Using the transformation (this transformation will be Invertible), $$Q^T(x - \mu) = t$$ The Jacobian will be $Q$ itself, so the integral reduces to: $$\frac{1}{(2\pi)^\frac{n}{2} |\Sigma|^\frac{1}{2}}\int_{t \in R^n} |Q|e^{\frac{-1}{2}t^T\Lambda^{-1}t} dt$$ And the answer now is clearly visible, as $[diag(\lambda_1....\lambda_n)]^{-1} = diag(\frac{1}{\lambda_1}....\frac{1}{\lambda_n})$ and the integral splits into product of $n$ independent integrals (the Gaussians in 1 dimension).
The problem: How does $x \in \Re^n$ lead to $t \in \Re^n$. I believe this has something to do with the transformation being linear invertible and / or $Q$ being orthonormal. Any help will be appreciated, plus for example, why this happens here and a case where this won't be true. (Intuitively, when the transformation is not invertible, the limits of all $t_i$'s shouldnt't be independent.)

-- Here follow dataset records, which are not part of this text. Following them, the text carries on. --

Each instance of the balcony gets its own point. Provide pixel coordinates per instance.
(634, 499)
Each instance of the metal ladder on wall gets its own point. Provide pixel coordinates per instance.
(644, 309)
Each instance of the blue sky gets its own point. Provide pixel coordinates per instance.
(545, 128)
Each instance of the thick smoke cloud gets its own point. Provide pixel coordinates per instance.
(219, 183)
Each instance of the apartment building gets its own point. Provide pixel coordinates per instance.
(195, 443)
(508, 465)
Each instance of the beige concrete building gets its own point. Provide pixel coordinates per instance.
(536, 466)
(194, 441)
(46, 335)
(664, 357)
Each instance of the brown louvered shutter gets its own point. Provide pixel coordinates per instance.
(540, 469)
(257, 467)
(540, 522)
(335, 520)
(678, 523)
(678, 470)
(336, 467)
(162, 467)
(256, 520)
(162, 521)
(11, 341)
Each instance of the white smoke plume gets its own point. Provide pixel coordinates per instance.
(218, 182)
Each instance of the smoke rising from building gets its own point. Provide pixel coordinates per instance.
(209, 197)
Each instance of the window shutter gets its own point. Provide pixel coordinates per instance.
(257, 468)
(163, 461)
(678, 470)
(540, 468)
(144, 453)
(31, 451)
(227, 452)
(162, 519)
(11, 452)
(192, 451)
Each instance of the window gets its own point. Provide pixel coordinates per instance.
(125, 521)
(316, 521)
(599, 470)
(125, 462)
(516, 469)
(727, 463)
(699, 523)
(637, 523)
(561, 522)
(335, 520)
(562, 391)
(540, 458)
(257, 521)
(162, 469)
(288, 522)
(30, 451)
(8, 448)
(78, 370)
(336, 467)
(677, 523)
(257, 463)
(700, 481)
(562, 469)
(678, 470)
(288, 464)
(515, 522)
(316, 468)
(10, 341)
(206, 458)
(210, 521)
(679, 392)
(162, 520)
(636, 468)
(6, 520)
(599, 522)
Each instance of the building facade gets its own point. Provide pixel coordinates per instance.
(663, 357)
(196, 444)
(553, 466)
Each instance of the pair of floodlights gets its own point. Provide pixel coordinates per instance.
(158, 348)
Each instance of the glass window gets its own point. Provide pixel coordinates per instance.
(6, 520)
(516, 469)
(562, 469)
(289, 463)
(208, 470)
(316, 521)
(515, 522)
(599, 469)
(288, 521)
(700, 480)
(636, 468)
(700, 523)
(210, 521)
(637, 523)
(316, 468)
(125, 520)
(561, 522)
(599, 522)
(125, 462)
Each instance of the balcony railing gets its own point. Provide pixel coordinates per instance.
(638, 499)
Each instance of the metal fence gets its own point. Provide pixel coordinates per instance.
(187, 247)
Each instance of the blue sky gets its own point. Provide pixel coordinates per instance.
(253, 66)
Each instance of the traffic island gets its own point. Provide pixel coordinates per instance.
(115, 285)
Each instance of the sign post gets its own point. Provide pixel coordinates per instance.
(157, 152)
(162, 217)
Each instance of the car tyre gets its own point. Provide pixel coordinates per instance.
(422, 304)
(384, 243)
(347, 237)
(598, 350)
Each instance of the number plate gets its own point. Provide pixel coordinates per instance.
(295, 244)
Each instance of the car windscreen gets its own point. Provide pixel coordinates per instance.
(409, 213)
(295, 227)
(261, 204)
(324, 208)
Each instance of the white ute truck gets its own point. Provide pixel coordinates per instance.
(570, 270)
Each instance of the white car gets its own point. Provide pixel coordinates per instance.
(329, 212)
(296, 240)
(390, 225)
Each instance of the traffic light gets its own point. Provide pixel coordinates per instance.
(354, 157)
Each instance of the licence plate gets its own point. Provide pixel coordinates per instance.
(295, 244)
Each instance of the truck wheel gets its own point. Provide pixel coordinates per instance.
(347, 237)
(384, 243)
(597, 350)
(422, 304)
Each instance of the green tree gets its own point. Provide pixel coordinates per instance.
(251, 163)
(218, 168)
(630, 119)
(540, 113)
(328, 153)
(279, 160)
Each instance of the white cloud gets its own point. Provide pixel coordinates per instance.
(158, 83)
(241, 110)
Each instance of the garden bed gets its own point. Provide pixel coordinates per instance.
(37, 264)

So for any $t \in \Re^n$ we wish to "test" if it should be in the limits, we want to see if $\exists x \in \Re^n $ such that $$Q^T(x - \mu) = t$$ $Q^T$ is invertible, guarantees this set of linear equations has a unique solution (in $\Re^n$), which is: $$x = \mu + Qt$$ So every $t \in \Re^n$ should be in the limits of the transformed integral!